Ontario Court of Appeal Sets Aside NAFTA Award Owing to Apparent Bias of Party-Appointed Arbitrator │ Canada
In this Chambers Expert Focus article, Craig AB Ferris, KC and Scott Lucyk of Lawson Lundell LLP look at what happened after the Ontario Superior Court of Justice upheld an international arbitration award despite a finding of bias with regard to a party-appointed arbitrator.
Scott Lucyk
View firm profileIn Vento Motorcycles, Inc v Mexico, 2024 ONCA 82, the Ontario Court of Appeal set aside an award on the basis that Mexico offered undisclosed professional opportunities to its party-appointed arbitrator.

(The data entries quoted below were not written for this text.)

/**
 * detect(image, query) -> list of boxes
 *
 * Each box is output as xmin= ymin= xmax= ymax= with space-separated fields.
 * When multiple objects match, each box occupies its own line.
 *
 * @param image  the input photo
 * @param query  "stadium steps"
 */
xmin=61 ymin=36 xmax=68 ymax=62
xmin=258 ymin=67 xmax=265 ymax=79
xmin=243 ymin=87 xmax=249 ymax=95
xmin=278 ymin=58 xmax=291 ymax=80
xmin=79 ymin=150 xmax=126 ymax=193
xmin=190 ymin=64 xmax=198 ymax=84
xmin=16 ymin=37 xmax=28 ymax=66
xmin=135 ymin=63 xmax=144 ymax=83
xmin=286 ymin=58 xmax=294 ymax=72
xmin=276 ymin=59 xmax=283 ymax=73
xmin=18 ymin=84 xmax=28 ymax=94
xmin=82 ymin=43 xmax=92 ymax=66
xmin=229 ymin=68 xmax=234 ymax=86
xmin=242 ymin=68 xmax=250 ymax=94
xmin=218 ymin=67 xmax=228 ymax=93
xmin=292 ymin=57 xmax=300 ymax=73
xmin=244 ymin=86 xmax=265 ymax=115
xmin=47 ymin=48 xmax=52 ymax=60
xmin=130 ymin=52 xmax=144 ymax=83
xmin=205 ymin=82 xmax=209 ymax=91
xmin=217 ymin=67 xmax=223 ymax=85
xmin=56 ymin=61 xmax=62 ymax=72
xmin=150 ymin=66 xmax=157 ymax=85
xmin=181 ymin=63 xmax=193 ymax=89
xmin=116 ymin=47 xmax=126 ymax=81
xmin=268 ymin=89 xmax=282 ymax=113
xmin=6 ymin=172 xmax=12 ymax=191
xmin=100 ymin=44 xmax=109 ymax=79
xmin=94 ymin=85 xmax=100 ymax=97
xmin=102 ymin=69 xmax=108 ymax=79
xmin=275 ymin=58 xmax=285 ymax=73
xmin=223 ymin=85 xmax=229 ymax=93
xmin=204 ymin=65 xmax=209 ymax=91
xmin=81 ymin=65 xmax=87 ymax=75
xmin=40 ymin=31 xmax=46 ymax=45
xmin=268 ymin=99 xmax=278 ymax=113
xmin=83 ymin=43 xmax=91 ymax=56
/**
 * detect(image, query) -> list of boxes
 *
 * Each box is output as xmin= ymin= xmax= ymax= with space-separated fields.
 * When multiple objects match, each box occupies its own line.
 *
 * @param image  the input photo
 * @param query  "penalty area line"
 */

In overturning a lower court decision, the Ontario Court of Appeal clarified that an arbitral award must be set aside where there is a reasonable apprehension of bias with regard to one of the tribunal members. A party does not have to prove that bias may have impacted the outcome of the award.
This article highlights the different approaches of the application judge and the Ontario Court of Appeal, as well as the key takeaways for parties and their counsel.
Arbitral award initially upheld despite bias
Vento Motorcycles Inc (“Vento”) brought a claim against the United Mexican States (“Mexico”) under Chapter 11 of the North American Free Trade Agreement (NAFTA). After the arbitral panel rendered the final award in favour of Mexico, Vento learned that:
- Mexico’s appointed arbitrator had a series of undisclosed communications during the arbitration with the Mexican government, including with Mexico’s lead counsel in the arbitration; and
- those communications included discussions about the arbitrator’s potential inclusion in two of Mexico’s rosters for trade agreement arbitration panels.
In response, Vento applied to set aside the award based on a reasonable apprehension of bias.
“Once a finding of reasonable apprehension of bias is made, the adjudicator must be disqualified, Nothing less will do.”
The Ontario Superior Court of Justice found a reasonable apprehension of bias arising from Mexico’s offer of prestigious and valuable professional opportunities to the arbitrator. Although a finding of reasonable apprehension of bias provided the Ontario Superior Court of Justice with a ground to set aside an arbitral award under the UNCITRAL Model Law, it declined to do so. The court cited a number of factors, as follows.
- The other two panel members were not tainted by the bias.
- The breach was not sufficiently serious. Nothing in the arbitrator’s conduct during the hearing itself gave rise to a reasonable apprehension of bias. There was also no evidence that the arbitrator had any ex parte communications with Mexico about the arbitration.
- It would be costly to set aside the award, given that the arbitration took five years to complete.
In the court’s view, the potential impact of the breach on the result of the hearings was the most important factor. The arbitrator did not have a deciding vote on the matter. The Ontario Superior Court of Justice held that bias neither undermined the reliability of the result nor produced any real unfairness or real practical injustice.
Ontario Court of Appeal sets the award aside
Vento appealed the decision. In response, Mexico did not challenge the finding that there was a reasonable apprehension of bias, but argued that the lower court properly exercised its discretion to uphold the award.
The Ontario Court of Appeal found that the judge erred in failing to set aside the award. The decision held that, once a finding of reasonable apprehension of bias is made, the adjudicator must be disqualified and the decision is void if it has already been reached. In the words of the court, “nothing less will do”.
The court made the following key points in denying the application judge’s discretion to not set aside the award.
- A reasonable apprehension of bias is a “major” breach of procedural fairness that irreparably undermines the integrity and legitimacy of the adjudicative process.
- The court cannot refuse to remedy a reasonable apprehension of bias by determining the bias was not sufficiently serious or because remedying would cause considerable inconvenience.
- Finality and efficiency of the arbitral process cannot be achieved at the expense of impartiality.
Ultimately, the Ontario Court of Appeal held that that the bias of the arbitrator tainted the decision of the entire panel because “it is impossible to know whether – or to what extent – the participation of a biased member affected a panel’s decision”. The appeal was allowed and the award was set aside.
Key takeaways
This decision by the Ontario Court of Appeal clarifies a court’s discretion where bias is found with regard to one tribunal member. The remedy is to set aside the award.
Counsel and arbitrator must carefully monitor and manage any potential bias throughout all stages of an arbitration. The Ontario Court of Appeal decision reinforces a party’s right to an impartial and independent tribunal, even where setting aside a decision may be costly.